Zain Ismail is a cross-border healthcare consultant and has knowledge on the vaccine rollout in the U.S. (Tahmina Aziz/CBC)

However the health unit has made some steps toward more targeted efforts. It sent a team to vaccinate seniors in their apartment buildings and, starting next week, plans to go into the community to vaccinate those receiving chronic home care. 

Yet, Ismail says it's also important to not get too caught up in the data or rolling out the vaccine in the most equitable way possible, because it will never be perfect. 

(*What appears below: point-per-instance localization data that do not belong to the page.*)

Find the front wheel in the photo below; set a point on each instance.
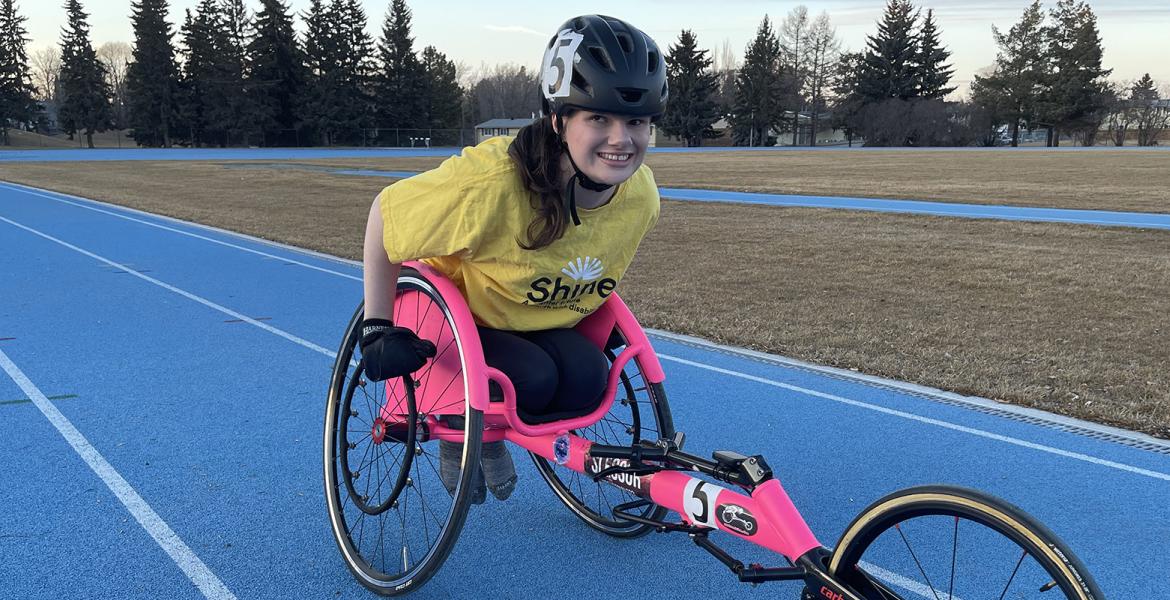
(944, 542)
(391, 512)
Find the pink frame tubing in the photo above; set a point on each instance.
(775, 522)
(596, 328)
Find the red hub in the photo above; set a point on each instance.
(378, 430)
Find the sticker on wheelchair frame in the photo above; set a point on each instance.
(558, 63)
(561, 449)
(626, 481)
(699, 500)
(737, 518)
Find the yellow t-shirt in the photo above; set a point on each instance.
(466, 216)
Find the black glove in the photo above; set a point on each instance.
(391, 351)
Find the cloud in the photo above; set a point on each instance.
(515, 28)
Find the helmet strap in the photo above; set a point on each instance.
(570, 195)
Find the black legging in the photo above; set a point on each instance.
(557, 373)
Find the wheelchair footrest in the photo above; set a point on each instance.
(625, 512)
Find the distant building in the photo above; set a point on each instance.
(494, 128)
(490, 129)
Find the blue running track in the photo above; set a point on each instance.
(967, 211)
(162, 394)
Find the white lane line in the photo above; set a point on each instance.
(904, 583)
(699, 365)
(185, 294)
(194, 569)
(111, 213)
(926, 420)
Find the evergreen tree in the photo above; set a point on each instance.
(16, 101)
(759, 91)
(442, 91)
(399, 84)
(236, 112)
(277, 73)
(152, 77)
(338, 60)
(889, 68)
(1020, 71)
(84, 94)
(319, 60)
(1076, 92)
(933, 71)
(693, 85)
(199, 97)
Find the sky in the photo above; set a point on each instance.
(477, 33)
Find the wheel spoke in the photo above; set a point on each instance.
(907, 542)
(1018, 563)
(950, 592)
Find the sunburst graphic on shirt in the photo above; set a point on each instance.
(584, 269)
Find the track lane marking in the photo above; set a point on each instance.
(892, 412)
(166, 538)
(111, 213)
(926, 420)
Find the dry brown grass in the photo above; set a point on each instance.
(1066, 318)
(1131, 179)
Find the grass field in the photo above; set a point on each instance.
(1066, 318)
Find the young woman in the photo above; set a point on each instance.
(536, 230)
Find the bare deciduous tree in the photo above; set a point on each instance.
(793, 35)
(503, 91)
(46, 66)
(824, 53)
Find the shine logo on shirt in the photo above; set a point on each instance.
(586, 269)
(584, 280)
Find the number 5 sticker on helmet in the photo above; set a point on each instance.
(558, 63)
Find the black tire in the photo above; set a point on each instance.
(640, 412)
(394, 535)
(901, 539)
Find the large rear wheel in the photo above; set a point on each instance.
(393, 519)
(942, 542)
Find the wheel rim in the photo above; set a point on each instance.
(398, 538)
(634, 416)
(945, 552)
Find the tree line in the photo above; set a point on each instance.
(1047, 77)
(229, 77)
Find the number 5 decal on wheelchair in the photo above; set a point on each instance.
(623, 470)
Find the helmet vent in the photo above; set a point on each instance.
(601, 57)
(579, 82)
(625, 41)
(631, 95)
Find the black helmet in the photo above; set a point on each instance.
(604, 64)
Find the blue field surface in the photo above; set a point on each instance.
(304, 153)
(194, 363)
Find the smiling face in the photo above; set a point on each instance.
(608, 149)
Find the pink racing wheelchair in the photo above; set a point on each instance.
(623, 470)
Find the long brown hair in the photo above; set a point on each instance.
(537, 152)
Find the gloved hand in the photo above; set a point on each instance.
(391, 351)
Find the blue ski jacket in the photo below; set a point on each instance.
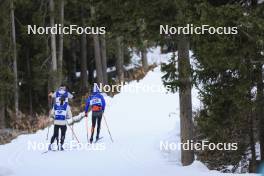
(96, 99)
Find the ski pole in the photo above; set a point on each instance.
(50, 100)
(87, 129)
(73, 132)
(108, 129)
(47, 137)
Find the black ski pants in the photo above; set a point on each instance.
(63, 129)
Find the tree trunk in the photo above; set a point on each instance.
(260, 109)
(104, 59)
(187, 156)
(16, 89)
(97, 51)
(54, 80)
(84, 76)
(144, 59)
(60, 57)
(29, 83)
(74, 62)
(120, 60)
(2, 95)
(91, 65)
(98, 60)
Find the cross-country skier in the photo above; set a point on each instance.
(60, 112)
(97, 103)
(61, 91)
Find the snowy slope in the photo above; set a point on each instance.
(138, 122)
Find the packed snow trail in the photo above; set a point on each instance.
(138, 122)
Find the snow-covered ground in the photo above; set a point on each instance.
(138, 121)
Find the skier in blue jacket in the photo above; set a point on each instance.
(60, 113)
(97, 103)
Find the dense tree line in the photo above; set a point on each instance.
(227, 71)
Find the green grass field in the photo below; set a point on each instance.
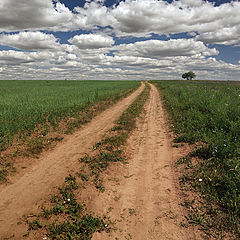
(26, 105)
(208, 113)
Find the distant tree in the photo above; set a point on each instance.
(189, 75)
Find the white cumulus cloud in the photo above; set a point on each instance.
(91, 41)
(29, 40)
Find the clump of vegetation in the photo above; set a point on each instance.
(208, 114)
(109, 149)
(66, 218)
(189, 75)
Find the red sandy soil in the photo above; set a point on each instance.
(40, 179)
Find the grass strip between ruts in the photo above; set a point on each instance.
(64, 217)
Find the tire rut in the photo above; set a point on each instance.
(142, 196)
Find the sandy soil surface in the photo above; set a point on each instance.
(39, 180)
(142, 197)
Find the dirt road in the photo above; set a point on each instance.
(23, 196)
(141, 197)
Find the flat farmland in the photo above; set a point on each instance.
(156, 160)
(24, 105)
(206, 115)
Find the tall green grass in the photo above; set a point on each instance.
(24, 105)
(209, 113)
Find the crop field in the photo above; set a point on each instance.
(26, 105)
(207, 115)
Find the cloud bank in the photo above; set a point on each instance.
(134, 39)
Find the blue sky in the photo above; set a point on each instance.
(131, 39)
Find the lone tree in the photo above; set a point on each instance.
(189, 75)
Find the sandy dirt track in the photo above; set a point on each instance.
(23, 196)
(141, 197)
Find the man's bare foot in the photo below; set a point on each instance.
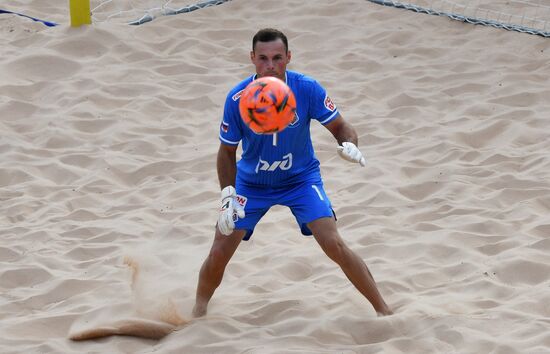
(199, 310)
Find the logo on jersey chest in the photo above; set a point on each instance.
(295, 121)
(329, 104)
(284, 164)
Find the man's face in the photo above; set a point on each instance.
(270, 58)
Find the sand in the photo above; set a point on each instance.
(108, 141)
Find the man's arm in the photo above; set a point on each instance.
(342, 131)
(227, 165)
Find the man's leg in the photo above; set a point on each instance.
(212, 269)
(325, 232)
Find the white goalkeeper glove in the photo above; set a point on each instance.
(348, 151)
(230, 210)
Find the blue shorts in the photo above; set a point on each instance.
(307, 202)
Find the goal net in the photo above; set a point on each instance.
(136, 12)
(529, 16)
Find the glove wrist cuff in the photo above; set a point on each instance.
(227, 192)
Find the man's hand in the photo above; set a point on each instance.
(229, 211)
(348, 151)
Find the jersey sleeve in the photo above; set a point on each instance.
(231, 125)
(321, 106)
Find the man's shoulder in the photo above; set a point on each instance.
(235, 93)
(298, 76)
(301, 80)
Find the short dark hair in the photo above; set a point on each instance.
(269, 35)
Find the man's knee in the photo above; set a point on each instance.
(334, 248)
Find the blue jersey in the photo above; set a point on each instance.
(284, 158)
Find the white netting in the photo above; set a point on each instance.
(142, 11)
(531, 16)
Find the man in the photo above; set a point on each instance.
(280, 169)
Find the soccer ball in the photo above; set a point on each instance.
(267, 105)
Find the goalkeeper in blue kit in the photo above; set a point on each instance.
(280, 169)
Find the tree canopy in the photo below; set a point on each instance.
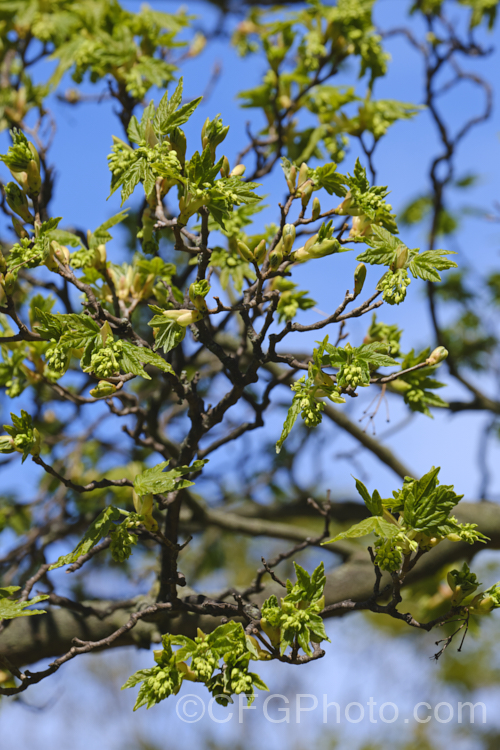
(140, 375)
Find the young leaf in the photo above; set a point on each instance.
(157, 480)
(291, 418)
(9, 608)
(375, 524)
(96, 531)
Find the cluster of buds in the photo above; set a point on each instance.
(393, 285)
(359, 278)
(24, 165)
(103, 389)
(212, 134)
(197, 293)
(190, 204)
(104, 362)
(257, 255)
(315, 249)
(23, 161)
(122, 540)
(59, 253)
(388, 557)
(284, 247)
(57, 357)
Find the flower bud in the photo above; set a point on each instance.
(238, 171)
(359, 278)
(22, 179)
(437, 356)
(19, 229)
(150, 135)
(303, 172)
(289, 233)
(34, 180)
(183, 317)
(17, 201)
(291, 180)
(361, 226)
(178, 143)
(276, 256)
(482, 605)
(35, 154)
(225, 169)
(273, 633)
(245, 251)
(9, 283)
(61, 252)
(345, 208)
(260, 252)
(401, 259)
(306, 191)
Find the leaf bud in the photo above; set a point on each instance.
(401, 259)
(150, 135)
(225, 170)
(178, 143)
(19, 229)
(238, 170)
(9, 283)
(316, 208)
(359, 278)
(61, 252)
(303, 172)
(34, 181)
(183, 317)
(482, 604)
(260, 252)
(289, 233)
(103, 389)
(17, 201)
(245, 251)
(437, 356)
(306, 191)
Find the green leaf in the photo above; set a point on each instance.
(170, 114)
(96, 531)
(168, 333)
(427, 505)
(258, 682)
(374, 504)
(134, 357)
(157, 480)
(427, 264)
(291, 418)
(326, 177)
(383, 247)
(10, 609)
(375, 524)
(134, 130)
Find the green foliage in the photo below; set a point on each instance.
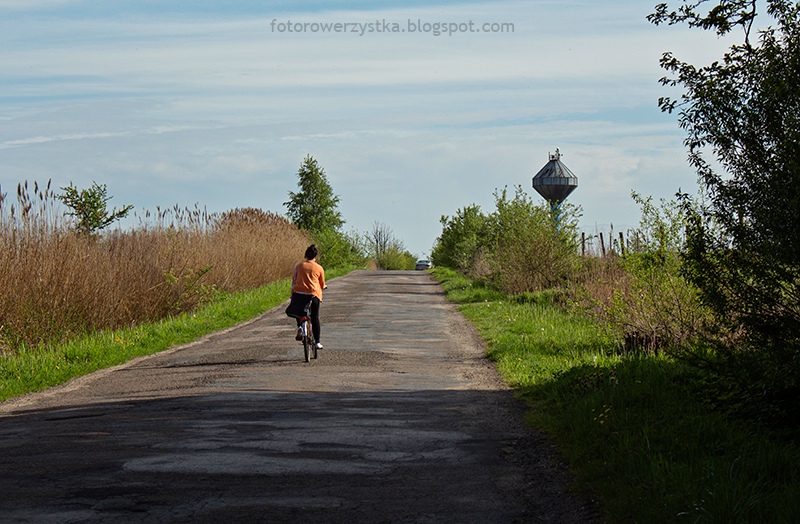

"We should use [the data], consider it, but if we start to feel that solving for what's on that map slows us down from ultimately getting as many doses out then we need to focus on getting doses out," he said. 

For Hugo Vega, regional manager of settlement and integration services at the YMCA for southwestern Ontario, he says the app helps to visualize the "barriers that priority populations have," such as lack of transportation, working hours, family dynamics, financial and health situations. 

"These are all really important factors that we need to think about when we're trying to reach out to communities, because everyone is going to have a different capacity or ability to access those services," he said. 

Vega is most interested in the newcomer populations, which he says do require additional resources to engage and ensure access to information.

At this time, he said the YMCA, Windsor-Essex County Health Unit and other key partners are working to support newcomer populations in getting vaccinated.